With forced migrants it is not only crucial to obtain asylum seeker and then refugee status documentation but documentation from one’s country of origin when available may assist as evidence in establishing aspects of the forced migrants refugee claim (eg ‘Nationality may be proved by the possession of a national passport. Possession of such a passport creates a prima facie presumption that the holder is a national of the country of issue’ para 93 UNHCR Handbook on Determining Refugee Status (8)). If one is forced to flee their country of origin the circumstances of their flight often results in migration without documentation. For example if one flees a war-torn situation or persecution obtaining ones passport or identity document before fleeing may not be feasible. Similarly the risk of refoulement to one’s country if the authorities, in the countries one is transiting or in the destination country, receive your document linking you to your country of origin or the fear of this, may lead a forced migrant to discard their document to avoid detention and forced return to an environment of hostility, war or persecution. 

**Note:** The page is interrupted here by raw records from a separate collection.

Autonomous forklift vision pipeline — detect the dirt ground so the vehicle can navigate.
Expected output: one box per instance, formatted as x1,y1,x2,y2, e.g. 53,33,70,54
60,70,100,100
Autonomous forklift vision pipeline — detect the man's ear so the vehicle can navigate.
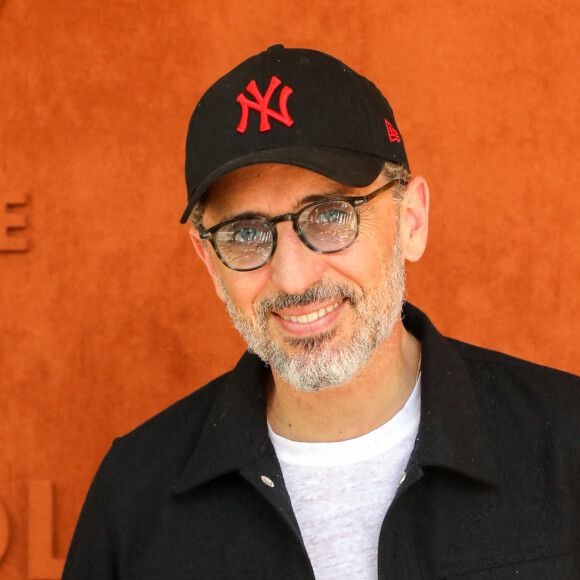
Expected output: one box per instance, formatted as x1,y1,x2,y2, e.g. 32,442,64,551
189,226,226,302
401,175,429,262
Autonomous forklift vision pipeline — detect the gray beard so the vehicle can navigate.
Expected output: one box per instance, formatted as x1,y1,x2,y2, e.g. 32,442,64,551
220,231,405,393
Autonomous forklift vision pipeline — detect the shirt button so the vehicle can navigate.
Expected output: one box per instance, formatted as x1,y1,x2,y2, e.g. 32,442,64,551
260,475,274,487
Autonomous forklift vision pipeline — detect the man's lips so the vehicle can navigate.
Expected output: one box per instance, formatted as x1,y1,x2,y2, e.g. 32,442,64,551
275,298,345,324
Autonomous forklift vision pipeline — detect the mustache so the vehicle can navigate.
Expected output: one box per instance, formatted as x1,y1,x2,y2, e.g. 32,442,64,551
254,280,361,316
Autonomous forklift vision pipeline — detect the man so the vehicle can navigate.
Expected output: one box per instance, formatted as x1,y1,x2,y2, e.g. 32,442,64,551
63,46,580,580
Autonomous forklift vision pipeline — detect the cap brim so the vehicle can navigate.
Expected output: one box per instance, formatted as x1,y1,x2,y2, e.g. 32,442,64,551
180,146,385,224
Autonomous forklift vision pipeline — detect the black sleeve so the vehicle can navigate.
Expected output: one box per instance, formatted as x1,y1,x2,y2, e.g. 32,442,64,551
62,450,118,580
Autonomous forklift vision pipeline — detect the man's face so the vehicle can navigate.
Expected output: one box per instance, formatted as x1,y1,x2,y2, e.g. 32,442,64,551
195,165,405,391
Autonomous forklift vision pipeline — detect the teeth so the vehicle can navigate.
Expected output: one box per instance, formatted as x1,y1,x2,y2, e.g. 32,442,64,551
280,300,344,324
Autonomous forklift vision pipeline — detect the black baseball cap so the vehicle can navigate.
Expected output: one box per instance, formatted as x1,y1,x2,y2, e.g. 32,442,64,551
181,45,409,223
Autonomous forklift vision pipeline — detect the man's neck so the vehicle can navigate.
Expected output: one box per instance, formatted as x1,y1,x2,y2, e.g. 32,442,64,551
268,322,421,442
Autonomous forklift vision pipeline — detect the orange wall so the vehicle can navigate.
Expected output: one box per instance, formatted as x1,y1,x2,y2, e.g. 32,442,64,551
0,0,580,580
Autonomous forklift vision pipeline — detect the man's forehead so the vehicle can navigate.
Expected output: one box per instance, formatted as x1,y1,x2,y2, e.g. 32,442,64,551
204,163,356,215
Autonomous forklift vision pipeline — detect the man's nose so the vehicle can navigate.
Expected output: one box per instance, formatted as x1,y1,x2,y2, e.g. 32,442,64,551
269,222,327,294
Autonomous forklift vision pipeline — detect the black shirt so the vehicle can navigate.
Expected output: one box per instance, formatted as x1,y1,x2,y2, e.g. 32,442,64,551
63,304,580,580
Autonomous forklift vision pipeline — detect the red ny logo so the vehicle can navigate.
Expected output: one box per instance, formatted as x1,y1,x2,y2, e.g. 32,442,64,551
238,76,294,133
385,119,401,143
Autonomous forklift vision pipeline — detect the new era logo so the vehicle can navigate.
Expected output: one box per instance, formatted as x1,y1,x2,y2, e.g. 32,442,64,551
237,76,294,134
385,119,401,143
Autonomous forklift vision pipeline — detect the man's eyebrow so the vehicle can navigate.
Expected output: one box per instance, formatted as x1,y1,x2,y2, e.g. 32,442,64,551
294,189,348,210
211,189,349,224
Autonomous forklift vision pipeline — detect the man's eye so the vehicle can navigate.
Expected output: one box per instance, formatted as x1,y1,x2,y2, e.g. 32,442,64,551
316,208,347,224
232,227,261,244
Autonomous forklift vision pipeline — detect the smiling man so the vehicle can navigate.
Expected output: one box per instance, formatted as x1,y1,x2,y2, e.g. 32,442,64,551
63,46,580,580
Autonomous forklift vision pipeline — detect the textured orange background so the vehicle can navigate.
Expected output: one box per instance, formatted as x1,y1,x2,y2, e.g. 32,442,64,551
0,0,580,580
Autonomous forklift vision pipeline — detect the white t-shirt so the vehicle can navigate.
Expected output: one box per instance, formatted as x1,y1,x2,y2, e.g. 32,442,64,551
268,377,421,580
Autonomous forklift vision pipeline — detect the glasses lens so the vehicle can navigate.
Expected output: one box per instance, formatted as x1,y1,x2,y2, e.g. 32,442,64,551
215,220,274,270
298,200,358,252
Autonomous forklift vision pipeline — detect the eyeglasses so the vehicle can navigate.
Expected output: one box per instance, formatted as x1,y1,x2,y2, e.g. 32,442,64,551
199,179,404,272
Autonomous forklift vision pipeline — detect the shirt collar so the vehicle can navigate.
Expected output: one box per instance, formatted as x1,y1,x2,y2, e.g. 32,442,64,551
174,303,498,494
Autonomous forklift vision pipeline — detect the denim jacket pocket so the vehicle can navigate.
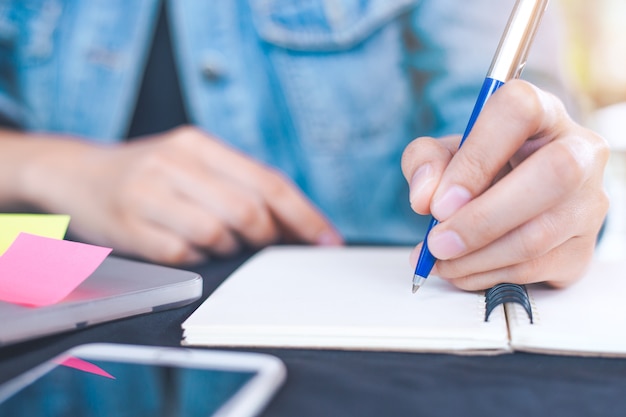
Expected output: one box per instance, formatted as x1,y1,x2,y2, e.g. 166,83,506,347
250,0,419,51
249,0,420,157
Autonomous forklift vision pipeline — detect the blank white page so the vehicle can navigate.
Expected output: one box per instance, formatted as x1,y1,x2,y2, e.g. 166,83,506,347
183,246,508,353
507,260,626,356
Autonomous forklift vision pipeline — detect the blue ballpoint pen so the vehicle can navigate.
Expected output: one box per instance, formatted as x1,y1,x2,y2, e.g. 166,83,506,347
413,0,548,293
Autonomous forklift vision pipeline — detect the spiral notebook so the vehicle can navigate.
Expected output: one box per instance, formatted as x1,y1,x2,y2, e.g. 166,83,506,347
182,246,626,357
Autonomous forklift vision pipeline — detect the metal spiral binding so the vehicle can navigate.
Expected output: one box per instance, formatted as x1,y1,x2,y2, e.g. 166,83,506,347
485,283,533,324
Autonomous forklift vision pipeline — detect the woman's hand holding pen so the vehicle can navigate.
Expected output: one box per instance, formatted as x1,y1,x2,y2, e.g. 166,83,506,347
7,127,341,264
402,80,609,290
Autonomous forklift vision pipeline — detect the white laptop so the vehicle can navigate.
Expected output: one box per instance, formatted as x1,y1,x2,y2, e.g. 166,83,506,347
0,256,202,346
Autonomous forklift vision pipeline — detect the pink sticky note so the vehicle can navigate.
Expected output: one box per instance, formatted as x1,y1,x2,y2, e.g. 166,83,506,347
0,233,111,306
58,356,115,379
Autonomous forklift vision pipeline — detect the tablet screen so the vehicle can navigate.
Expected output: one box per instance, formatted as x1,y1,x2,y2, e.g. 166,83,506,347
0,357,255,417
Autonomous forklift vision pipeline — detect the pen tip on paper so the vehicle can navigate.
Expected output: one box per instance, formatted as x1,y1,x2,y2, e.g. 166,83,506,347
413,274,426,294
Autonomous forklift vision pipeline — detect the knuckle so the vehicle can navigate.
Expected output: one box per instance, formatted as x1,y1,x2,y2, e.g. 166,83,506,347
550,142,587,186
461,147,493,189
519,215,559,261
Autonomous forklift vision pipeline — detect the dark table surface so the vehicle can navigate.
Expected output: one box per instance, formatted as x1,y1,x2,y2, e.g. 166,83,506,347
0,250,626,417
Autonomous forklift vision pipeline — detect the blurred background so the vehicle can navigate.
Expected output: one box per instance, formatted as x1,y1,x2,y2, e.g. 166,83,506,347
553,0,626,259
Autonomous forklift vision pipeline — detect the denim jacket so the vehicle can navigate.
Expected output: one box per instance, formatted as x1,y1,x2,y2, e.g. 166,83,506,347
0,0,555,244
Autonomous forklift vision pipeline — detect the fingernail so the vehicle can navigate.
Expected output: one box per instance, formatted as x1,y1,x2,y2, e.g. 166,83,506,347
409,164,433,206
432,185,472,221
428,230,465,259
316,231,343,246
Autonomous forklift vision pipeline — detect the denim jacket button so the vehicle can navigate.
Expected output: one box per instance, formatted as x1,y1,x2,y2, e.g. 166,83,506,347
201,57,226,81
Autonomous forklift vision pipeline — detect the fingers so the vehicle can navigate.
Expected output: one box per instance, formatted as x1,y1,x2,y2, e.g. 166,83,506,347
126,127,341,254
437,237,593,291
402,136,461,214
431,80,566,221
403,81,608,289
428,191,606,282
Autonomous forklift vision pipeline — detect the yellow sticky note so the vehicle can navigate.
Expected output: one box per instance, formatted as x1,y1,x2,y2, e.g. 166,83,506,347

Documentation of migrants is essential and a key fundamental in ensuring that migrants rights are promoted and protected. Documentation also assists with integration processes and livelihoods for migrants. It is crucial that host states across the African continent and around the world issued documentation to migrants in an effort to restore their dignity and allow them to access and enjoy rights. 


James Chapman



Project Manager                                    



  1. page 16 and page 18.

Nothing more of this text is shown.